Panduan
Koryuji adalah kuil aliran Shingon Shuzen merupakan bagian dari tradisi Buddha yang terletak di Aizusankata, Distrik Konomata, Prefektur Fukushima. Kuil ini sangat dikenal dengan sebutan 'Tachiki Kannon'. Pusat perhatian utama adalah Kannon-do, sebuah bangunan yang ditetapkan sebagai Warisan Budaya Penting Nasional, yang menampung patung kayu berdiri Senju Kannon yang sangat besar. Kuil ini merupakan simbol penting dari arsitektur dan warisan budaya Aizu, menawarkan pemandangan unik di mana alam dan spiritualitas menyatu secara harmonis.
Ada beberapa legenda mengenai asal-usur kuil ini. Salah satu versi menyebutkan bahwa seorang biksu bernama Goan mendirikan sebuah biara di tempat ini sekitar tahun 540 Masehi. Versi lain menyatakan bahwa kuil ini didirikan pada tahun 808 Masehi atas perintah Kūkai oleh Sakanoue no Tamuramaro. Meskipun dahulu memiliki banyak bangunan, saat ini yang tersisa adalah Nio-mon (Gerbang Nio), Hon-do (Aula Utama), dan Kannon-do. Kannon-do sendiri diyakini dibangun pada era Kamakura dan tetap berdiri kokoh setelah melewati berbagai peristiwa sejarah dan perbaikan. Tempat ini juga merupakan bagian dari 'Japan Heritage' (Warisan Jepang), menjadikannya pusat penting untuk memahami sejarah lokal.

Daya tarik utamanya adalah patung kayu berdiri Senju Kannon yang disebut 'Tachiki Kannon'. Patung ini konon dipahat dari satu batang pohon utuh dan memiliki skala yang sangat besar, menjadikannya salah satu patung kayu terbesar di Jepang. Keindahan arsitektur Kannon-do dengan atap jerami yang tebal juga tidak boleh dilewatkan. Di dalamnya, selain dewa utama Eleven-faced Senju Kannon Bodhisattva, terdapat juga patung pendamping seperti 28 Dewa (Nijuhachibushu) serta Fujin dan Raijin, yang memberikan kesan religius yang sangat kuat bagi pengunjung.
Koryuji menampilkan wajah yang berbeda di setiap musim.
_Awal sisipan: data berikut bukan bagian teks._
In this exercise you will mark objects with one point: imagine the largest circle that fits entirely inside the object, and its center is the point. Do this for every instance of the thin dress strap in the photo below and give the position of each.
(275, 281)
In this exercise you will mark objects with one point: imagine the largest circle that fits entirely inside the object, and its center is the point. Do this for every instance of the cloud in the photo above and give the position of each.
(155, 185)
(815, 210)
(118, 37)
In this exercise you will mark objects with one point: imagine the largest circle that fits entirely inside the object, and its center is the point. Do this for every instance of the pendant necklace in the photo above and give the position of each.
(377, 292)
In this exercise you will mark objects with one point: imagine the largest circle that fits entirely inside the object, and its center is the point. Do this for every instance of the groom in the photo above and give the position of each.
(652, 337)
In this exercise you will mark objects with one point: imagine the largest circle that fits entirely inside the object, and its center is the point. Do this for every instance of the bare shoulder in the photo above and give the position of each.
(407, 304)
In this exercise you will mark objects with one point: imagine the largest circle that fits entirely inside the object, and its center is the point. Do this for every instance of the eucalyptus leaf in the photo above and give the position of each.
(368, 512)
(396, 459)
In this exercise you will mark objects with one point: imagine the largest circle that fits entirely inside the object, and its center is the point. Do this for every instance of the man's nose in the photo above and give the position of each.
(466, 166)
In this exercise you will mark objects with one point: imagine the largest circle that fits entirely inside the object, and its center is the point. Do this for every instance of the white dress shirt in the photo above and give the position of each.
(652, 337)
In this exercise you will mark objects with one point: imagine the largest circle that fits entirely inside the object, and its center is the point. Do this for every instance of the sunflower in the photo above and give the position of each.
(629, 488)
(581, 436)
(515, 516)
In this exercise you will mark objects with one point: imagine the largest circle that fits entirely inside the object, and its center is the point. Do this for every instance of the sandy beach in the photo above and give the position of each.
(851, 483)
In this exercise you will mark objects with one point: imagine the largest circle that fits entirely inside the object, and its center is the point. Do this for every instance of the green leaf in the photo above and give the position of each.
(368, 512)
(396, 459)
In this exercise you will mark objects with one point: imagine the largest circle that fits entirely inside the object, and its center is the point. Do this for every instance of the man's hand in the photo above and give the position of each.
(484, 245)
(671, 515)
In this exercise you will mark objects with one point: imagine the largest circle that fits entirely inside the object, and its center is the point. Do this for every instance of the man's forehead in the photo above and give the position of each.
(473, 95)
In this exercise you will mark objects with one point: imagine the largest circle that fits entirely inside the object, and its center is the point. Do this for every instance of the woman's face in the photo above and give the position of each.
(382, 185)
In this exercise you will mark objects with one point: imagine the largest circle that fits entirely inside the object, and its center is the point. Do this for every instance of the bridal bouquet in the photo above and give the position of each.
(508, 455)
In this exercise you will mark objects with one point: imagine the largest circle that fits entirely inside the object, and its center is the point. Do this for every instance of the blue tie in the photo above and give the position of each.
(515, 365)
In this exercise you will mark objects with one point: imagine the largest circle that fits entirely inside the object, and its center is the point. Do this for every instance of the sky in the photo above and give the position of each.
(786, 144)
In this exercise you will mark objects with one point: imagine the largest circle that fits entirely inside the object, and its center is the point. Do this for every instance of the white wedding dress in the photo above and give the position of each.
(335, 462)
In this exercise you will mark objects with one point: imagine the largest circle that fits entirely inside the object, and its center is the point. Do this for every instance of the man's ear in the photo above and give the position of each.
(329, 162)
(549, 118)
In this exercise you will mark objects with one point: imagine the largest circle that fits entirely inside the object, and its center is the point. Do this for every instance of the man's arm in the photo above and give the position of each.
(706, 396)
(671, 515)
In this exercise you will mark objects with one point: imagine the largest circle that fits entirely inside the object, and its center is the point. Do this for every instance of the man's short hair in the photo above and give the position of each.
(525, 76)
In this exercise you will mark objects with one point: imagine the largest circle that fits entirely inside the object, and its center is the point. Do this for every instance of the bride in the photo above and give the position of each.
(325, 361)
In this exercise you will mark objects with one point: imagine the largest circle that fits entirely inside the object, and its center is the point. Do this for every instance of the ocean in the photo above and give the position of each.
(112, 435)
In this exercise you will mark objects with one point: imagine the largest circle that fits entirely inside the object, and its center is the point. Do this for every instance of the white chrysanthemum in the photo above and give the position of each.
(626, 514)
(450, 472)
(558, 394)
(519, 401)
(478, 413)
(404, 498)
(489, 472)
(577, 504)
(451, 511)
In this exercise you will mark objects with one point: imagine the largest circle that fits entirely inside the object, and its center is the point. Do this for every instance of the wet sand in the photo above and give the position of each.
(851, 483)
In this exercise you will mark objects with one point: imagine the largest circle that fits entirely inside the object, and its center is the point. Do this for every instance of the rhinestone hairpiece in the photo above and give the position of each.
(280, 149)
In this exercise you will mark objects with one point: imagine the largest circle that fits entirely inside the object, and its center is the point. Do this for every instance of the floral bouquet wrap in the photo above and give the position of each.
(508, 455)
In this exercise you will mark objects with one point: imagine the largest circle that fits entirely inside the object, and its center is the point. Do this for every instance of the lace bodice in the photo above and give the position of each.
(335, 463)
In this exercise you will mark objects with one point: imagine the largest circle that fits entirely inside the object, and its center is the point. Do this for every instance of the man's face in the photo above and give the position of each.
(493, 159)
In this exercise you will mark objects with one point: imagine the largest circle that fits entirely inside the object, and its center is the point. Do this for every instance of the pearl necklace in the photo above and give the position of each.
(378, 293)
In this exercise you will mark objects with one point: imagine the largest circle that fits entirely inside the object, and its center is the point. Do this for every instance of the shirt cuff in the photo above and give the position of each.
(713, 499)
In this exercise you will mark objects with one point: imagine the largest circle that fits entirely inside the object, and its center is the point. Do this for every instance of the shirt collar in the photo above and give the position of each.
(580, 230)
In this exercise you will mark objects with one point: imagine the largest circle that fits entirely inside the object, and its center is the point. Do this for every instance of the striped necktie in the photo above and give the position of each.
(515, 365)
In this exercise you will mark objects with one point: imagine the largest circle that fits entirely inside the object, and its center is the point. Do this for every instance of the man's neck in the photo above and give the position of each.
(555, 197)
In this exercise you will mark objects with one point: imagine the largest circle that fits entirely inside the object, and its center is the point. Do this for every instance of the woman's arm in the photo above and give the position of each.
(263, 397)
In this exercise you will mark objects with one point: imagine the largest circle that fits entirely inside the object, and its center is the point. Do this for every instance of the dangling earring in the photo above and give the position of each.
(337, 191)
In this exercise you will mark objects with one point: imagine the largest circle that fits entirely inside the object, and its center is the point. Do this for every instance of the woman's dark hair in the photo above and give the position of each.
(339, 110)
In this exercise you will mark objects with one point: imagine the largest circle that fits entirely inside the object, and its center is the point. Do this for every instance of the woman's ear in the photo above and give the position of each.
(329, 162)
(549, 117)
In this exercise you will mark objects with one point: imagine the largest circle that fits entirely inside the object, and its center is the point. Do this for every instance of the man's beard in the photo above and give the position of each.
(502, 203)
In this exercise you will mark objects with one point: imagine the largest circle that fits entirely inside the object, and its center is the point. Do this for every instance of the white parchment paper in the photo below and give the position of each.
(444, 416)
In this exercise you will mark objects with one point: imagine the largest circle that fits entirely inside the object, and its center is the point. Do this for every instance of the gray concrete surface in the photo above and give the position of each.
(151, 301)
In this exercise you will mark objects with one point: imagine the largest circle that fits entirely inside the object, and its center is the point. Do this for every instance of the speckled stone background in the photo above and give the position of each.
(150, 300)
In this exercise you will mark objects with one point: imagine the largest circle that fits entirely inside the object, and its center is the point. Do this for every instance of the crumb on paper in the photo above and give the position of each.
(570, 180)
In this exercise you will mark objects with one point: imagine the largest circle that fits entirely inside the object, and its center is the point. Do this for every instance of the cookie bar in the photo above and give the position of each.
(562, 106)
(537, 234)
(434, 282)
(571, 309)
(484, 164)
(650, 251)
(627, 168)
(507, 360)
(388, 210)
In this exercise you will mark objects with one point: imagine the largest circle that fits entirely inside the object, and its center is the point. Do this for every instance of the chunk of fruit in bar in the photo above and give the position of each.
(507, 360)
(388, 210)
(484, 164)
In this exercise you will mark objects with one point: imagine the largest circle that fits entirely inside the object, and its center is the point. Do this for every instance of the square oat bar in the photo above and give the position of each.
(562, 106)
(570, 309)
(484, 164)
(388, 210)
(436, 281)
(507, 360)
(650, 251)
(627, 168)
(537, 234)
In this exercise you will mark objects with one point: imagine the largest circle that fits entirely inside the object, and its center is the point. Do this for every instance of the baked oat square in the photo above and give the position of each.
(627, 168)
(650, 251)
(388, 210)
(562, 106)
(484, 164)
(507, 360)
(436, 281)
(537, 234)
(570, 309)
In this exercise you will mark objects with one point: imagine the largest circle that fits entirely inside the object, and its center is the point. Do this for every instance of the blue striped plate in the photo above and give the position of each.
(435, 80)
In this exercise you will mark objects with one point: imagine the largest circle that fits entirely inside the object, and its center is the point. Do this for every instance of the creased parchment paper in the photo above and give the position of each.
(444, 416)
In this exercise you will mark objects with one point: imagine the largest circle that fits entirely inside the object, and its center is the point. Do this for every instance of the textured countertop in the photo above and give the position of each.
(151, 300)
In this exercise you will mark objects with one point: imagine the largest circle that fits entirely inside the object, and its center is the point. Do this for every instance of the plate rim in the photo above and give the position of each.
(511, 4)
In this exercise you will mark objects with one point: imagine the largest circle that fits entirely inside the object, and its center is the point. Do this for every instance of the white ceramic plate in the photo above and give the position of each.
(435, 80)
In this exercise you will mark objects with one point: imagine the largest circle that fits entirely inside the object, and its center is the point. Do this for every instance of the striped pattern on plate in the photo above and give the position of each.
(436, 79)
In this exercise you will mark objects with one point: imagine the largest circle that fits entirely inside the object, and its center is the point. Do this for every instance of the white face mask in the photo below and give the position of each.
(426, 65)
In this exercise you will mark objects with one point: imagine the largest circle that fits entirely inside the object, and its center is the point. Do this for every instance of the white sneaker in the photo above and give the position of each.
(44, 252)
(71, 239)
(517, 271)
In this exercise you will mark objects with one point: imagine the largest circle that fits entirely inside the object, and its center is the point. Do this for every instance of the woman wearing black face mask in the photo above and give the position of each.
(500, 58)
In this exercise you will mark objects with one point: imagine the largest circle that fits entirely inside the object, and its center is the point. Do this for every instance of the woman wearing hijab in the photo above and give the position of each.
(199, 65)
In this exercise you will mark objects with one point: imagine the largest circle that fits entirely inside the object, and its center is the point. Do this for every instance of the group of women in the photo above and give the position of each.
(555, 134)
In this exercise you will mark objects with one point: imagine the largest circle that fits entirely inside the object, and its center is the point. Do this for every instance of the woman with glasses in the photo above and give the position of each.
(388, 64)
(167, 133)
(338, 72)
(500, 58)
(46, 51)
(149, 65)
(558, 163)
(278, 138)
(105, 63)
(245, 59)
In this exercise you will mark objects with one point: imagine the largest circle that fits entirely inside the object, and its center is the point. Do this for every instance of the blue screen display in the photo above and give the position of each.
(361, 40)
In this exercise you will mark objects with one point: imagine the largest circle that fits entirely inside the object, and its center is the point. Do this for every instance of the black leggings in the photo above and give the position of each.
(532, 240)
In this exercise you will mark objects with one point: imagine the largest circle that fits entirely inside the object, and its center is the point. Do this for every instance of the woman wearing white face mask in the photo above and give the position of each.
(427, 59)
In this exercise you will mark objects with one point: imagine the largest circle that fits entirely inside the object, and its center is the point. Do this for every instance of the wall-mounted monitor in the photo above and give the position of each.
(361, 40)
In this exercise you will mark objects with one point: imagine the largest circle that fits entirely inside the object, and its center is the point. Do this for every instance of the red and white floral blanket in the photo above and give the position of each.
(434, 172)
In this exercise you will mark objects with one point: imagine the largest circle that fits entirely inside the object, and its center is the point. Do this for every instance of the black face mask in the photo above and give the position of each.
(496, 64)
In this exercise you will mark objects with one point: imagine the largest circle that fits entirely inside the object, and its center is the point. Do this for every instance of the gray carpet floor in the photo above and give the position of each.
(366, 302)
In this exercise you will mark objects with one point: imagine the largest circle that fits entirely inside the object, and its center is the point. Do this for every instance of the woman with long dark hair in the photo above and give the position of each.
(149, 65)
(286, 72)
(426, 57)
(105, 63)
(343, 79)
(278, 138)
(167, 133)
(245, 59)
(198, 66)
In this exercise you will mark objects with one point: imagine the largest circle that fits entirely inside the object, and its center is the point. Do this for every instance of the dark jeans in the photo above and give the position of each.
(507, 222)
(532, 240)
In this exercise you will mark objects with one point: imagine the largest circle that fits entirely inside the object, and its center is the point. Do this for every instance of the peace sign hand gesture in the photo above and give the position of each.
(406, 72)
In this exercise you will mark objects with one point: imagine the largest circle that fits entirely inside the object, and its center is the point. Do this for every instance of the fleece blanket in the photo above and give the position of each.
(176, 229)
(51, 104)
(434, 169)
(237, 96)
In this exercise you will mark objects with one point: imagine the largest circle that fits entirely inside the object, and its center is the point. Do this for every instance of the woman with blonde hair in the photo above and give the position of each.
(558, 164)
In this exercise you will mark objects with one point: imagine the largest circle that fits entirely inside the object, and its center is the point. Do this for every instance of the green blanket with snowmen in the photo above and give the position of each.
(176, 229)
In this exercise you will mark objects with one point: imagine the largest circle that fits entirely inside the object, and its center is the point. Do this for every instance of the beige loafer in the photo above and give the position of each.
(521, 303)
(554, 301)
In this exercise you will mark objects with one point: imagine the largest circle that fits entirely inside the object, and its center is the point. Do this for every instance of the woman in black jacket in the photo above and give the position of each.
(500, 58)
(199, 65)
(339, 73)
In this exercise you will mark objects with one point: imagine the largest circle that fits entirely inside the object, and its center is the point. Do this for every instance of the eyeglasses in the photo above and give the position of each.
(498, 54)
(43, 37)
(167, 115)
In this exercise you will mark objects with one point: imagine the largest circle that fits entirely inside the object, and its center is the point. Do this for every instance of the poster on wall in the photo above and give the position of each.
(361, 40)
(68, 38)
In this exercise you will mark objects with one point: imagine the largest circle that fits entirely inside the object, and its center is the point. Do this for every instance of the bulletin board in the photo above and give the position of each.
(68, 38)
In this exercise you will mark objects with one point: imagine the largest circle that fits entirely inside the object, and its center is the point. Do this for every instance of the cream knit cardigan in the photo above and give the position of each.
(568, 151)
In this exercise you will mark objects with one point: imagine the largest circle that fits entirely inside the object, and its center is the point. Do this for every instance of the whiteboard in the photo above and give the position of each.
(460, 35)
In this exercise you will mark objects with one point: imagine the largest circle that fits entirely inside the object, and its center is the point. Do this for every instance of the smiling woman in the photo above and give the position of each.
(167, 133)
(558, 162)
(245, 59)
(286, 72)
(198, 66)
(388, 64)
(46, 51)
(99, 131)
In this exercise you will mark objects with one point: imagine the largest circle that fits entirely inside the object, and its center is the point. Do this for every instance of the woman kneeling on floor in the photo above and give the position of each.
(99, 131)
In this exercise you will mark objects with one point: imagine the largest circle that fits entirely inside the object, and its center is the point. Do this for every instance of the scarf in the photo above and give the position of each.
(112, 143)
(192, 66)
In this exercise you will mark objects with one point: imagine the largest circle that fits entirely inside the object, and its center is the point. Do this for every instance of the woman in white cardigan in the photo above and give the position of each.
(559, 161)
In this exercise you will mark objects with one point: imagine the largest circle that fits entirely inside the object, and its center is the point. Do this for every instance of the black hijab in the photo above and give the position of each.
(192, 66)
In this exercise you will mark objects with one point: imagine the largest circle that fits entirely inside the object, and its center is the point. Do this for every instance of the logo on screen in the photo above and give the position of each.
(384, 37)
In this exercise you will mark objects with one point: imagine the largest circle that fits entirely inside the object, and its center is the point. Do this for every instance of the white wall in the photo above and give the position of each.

Karena lokasinya yang dikelilingi alam, pemandangan di sekitar kuil akan terlihat sangat harmonis dengan arsitekturnya, terutama saat musim hijau segar di musim semi atau musim gugur yang berwarna-warni. Mengunjungi pada siang hari memungkinkan Anda mengamati detail pahatan patung dengan jelas, sementara menjelang sore hari, Anda dapat merasakan kedalaman sejarah dalam kesunyian yang damai. Waktu kunjungan optimal adalah antara pukul 09:00 hingga 16:00.
Di sini, Anda dapat merasakan pengalaman budaya yang tenang dengan mengamati langsung arsitektur Buddha tradisional Jepang dan patung kayu raksasa dari jarak dekat. Ini adalah kesempatan untuk memahami bentuk kepercayaan kuno dalam konteks sejarah Aizu. Selain itu, Anda juga dapat menjelajahi area sekitar yang tersebar dengan bangunan bersejarah lainnya, memberikan pengalaman lanskap budaya Aizu yang lebih luas.
Di sekitar kuil terdapat beberapa bangunan dengan nilai sejarah tinggi. Misalnya, di sisi timur kuil, terdapat bangunan yang memindahkan gaya arsitektur era Edo, yang membentuk pemandangan sejarah yang indah. Di sisi barat, terdapat kuil Shinto lain, sehingga seluruh area ini merupakan kawasan yang dikelilingi oleh situs-situs bersejarah. Mengunjungi tempat-tempat ini secara bersamaan akan memperdalam pemahaman Anda tentang sejarah daerah ini.
Saat berkunjung ke kuil, harap tunjukkan rasa hormat. Untuk pakaian, disarankan mengenakan gaya yang sopan dan menghindari pakaian yang terlalu terbuka. Karena area kuil memiliki bangunan bersejarah, harap berhati-hati saat melangkah. Pembayaran umumnya menggunakan uang tunai. Terkait pengambilan foto, harap periksa aturan di lokasi dan patuhi area yang diizinkan. Perlu diperhatikan bahwa terdapat beberapa bagian yang memiliki perbedaan ketinggian (tangga/undakan), sehingga harap berhati-hati saat bergerak.